Increasing your protein intake can often kick-start weight-loss program, but it is not good for the long haul. Many believe in high-protein diets that restrict carb intake for life, but they may be at risk for nutritional deficiencies or insufficient fiber. In addition, eating too much red meat and/or full-fat dairy products may increase the risk of heart disease or worsen kidney function in people with kidney disease. As a result, the body may have trouble eliminating all the waste products of protein metabolism.

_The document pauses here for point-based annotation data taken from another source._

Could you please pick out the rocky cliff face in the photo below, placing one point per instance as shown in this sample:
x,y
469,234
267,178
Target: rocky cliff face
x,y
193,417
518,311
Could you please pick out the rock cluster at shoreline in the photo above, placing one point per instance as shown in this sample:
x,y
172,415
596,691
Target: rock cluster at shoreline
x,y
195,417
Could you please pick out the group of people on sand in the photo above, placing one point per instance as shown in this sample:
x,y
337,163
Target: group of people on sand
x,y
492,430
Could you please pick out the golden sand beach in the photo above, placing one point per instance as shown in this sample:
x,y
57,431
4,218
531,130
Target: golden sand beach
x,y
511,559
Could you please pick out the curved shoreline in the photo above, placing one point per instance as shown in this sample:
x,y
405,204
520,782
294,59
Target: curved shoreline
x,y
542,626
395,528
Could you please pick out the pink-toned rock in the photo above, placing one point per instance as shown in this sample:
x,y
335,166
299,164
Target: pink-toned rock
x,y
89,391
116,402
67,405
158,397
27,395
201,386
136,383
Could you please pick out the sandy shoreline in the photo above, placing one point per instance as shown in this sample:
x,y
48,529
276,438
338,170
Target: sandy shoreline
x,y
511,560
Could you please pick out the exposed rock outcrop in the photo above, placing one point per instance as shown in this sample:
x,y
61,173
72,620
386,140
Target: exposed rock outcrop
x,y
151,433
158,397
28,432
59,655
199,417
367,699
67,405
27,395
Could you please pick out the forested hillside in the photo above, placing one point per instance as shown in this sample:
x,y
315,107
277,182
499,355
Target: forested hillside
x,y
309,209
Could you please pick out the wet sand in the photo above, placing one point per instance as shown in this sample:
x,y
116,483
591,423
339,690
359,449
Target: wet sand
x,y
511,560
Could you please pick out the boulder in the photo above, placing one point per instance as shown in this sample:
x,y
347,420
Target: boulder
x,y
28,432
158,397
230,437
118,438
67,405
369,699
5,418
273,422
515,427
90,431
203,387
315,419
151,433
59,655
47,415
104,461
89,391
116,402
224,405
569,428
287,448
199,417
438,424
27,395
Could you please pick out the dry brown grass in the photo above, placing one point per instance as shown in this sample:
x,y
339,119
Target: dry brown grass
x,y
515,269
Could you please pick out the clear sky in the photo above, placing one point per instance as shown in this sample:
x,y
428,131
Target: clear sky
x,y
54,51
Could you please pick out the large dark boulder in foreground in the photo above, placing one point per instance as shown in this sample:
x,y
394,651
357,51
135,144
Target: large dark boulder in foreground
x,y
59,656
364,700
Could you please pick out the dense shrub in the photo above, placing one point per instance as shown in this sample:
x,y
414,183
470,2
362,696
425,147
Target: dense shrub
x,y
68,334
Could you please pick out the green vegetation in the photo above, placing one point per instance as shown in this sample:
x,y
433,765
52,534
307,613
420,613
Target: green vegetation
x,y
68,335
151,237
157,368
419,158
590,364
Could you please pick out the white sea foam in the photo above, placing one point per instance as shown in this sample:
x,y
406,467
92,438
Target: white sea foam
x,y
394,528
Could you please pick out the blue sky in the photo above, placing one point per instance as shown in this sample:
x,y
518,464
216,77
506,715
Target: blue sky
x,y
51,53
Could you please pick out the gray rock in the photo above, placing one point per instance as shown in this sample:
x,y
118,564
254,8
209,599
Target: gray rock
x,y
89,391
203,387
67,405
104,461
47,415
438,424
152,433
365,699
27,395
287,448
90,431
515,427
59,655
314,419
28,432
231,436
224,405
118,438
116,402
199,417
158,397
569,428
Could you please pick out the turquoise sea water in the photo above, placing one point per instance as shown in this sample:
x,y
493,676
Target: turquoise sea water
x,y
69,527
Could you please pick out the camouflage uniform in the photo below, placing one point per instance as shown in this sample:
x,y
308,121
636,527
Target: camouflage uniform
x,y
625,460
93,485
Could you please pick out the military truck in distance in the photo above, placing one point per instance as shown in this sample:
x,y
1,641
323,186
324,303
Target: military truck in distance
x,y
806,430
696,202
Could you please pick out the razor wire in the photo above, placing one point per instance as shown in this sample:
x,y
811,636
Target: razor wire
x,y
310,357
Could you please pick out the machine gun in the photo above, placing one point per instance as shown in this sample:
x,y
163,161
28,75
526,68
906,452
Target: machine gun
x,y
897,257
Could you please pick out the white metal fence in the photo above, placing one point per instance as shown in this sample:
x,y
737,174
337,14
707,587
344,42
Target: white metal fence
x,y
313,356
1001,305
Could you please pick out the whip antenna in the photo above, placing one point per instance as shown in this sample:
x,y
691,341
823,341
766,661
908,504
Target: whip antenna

If you decide to jump-start weight loss by incorporating the thermic effect of protein, choose your protein wisely: fish, skinless chicken, lean beef, pork and low-fat dairy products are good choices.

Talk to your healthcare provider before starting a high-protein weight-loss strategy, especially if you have kidney or liver disease, diabetes or other chronic health conditions.

What to look for when purchasing a protein bar:

  • 200 or fewer calories for a snack protein bar
  • 300 calories for a meal replacement bar
  • At least 10 grams of protein
  • Carbs: less than 20 grams
  • Made with whole ingredients you can pronounce
  • Look for healthy plant-based proteins like pea, brown rice, or whey
  • Ratio of protein to carbs: at least 50% grams of protein compared to grams of carbohydrates. 20 grams of carbs, 10 grams of protein
  • Sugars below 8 grams. Avoid sugar alcohols, may cause bloating in some. Sugar alcohols can contribute calories and a spike in blood-sugar levels.
  • Fat content below 12 grams, no trans fats
  • Fiber at least 6 grams
  • If you are a serious athlete, look for bars with 20-30 grams of protein, otherwise, a good balance between carbs and protein is good. A bar containing 2 grams of protein and 28 grams of carbs – can spike the body’s blood sugar

Remember:  The body can digest only between 20 and 40 grams of protein in one sitting. If you routinely eat more than that, not only will you not benefit, the unused calories can lead to weight gain.